Tencent's Hy3 AI model boosts coding skill 40% to rival Claude

Tencent Holdings Ltd. released its most capable large language model yet, with benchmark scores showing a 40% generational improvement in coding that puts the model in direct competition with rivals from Anthropic and Google at a fraction of the cost.

"The model was built to balance three things: capability breadth, honest evaluation, and cost-efficiency," Tencent said in a statement accompanying the release. The company open-sourced the model weights and is offering API access on its cloud platform.

The new model, Hy3 preview, is a 295 billion-parameter Mixture-of-Experts (MoE) system that keeps only 21 billion parameters active during inference. On the SWE-bench Verified coding test, which evaluates a model’s ability to fix real-world bugs from GitHub, Hy3 scored 74.4%, a dramatic jump from the 53.0% achieved by its predecessor. This places it ahead of competitors like GLM-5 (77.8%) and Kimi-K2.5 (76.8%) and within striking distance of Anthropic's Claude Opus 4.6 (80.8%).

The release marks a strategic pivot for Tencent toward commercially viable AI, with the model’s pricing and architecture designed for large-scale deployment. Citigroup analysts, who maintained their Buy rating and HK$783 price target on Tencent, called the model's focus on balancing quality, speed, and cost the "correct strategic direction" for enterprise adoption. The pricing, at approximately $0.18 per million input tokens, is roughly 90% cheaper than comparable GPT-4-class models.

A Focus on Commercial Viability

Tencent is explicitly targeting the enterprise market by co-designing the model and its inference framework to prevent capability gains from pricing the model out of mass deployment. The MoE architecture, which routes queries to specialized sub-networks, is key to this strategy, significantly lowering compute costs per query. The company noted that its previous flagship model had over 400 billion parameters, a number it deliberately walked back to find an optimal balance between reasoning maturity and cost.

The model is already integrated into more than ten of Tencent’s own products, including Yuanbao, QQ, and Tencent Docs. Within internal applications like CodeBuddy and WorkBuddy, the company reported first-token latency dropped 54% and end-to-end generation time fell 47%, demonstrating the model's stability in production environments for complex agent workflows.

Infrastructure Overhaul Enables Speed

The Hy3 preview model went from a cold start to an open-source release in under three months, a timeline Tencent attributes to a complete overhaul of its pre-training and reinforcement learning stack in February. Led by Chief AI Scientist Yao Shunyu, the rebuild was guided by a principle of integrating the model development loop directly with product teams to shape training priorities with live metrics.

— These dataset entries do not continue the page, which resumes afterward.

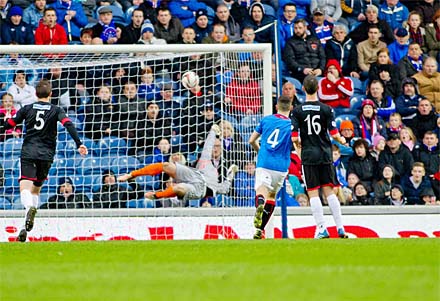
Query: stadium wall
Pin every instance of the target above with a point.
(215, 223)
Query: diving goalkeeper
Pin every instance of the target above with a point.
(189, 183)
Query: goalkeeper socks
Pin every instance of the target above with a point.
(267, 212)
(35, 200)
(318, 212)
(26, 199)
(259, 200)
(149, 170)
(167, 193)
(335, 208)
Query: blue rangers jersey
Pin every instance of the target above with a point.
(275, 142)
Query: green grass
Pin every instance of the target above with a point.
(304, 270)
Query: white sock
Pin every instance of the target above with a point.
(318, 212)
(26, 199)
(35, 200)
(335, 208)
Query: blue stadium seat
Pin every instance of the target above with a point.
(110, 145)
(125, 164)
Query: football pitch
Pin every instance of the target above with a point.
(305, 270)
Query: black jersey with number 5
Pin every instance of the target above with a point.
(314, 120)
(41, 129)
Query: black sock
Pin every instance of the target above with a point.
(267, 212)
(259, 200)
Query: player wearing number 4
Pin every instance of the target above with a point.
(272, 162)
(39, 147)
(312, 120)
(189, 183)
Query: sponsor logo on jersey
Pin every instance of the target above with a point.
(38, 106)
(311, 108)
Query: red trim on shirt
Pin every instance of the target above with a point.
(65, 120)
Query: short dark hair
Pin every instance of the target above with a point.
(310, 84)
(43, 88)
(360, 142)
(374, 26)
(284, 103)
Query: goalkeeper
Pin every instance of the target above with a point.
(189, 183)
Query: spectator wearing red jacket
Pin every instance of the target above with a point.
(49, 32)
(335, 89)
(243, 94)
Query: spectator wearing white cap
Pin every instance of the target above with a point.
(201, 25)
(331, 9)
(34, 13)
(106, 31)
(147, 35)
(399, 48)
(186, 10)
(132, 32)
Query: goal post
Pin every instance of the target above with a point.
(78, 72)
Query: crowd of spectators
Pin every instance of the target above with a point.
(378, 64)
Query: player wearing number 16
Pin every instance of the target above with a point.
(272, 162)
(314, 120)
(39, 147)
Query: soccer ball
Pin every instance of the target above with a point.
(189, 79)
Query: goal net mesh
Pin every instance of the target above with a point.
(131, 109)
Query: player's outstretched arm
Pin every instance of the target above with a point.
(125, 177)
(82, 149)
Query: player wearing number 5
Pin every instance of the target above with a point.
(272, 162)
(39, 147)
(314, 120)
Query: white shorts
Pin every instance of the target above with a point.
(271, 179)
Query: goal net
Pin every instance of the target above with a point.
(132, 107)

This tight integration of model and product gives Tencent a data flywheel that few competitors can match, allowing the company to convert real-world user interaction into rapid model improvements. While Hy3 still trails the absolute frontier models from OpenAI and Google DeepMind on some benchmarks, its performance-per-cost ratio makes it a formidable new entrant in the AI infrastructure race.

This article is for informational purposes only and does not constitute investment advice.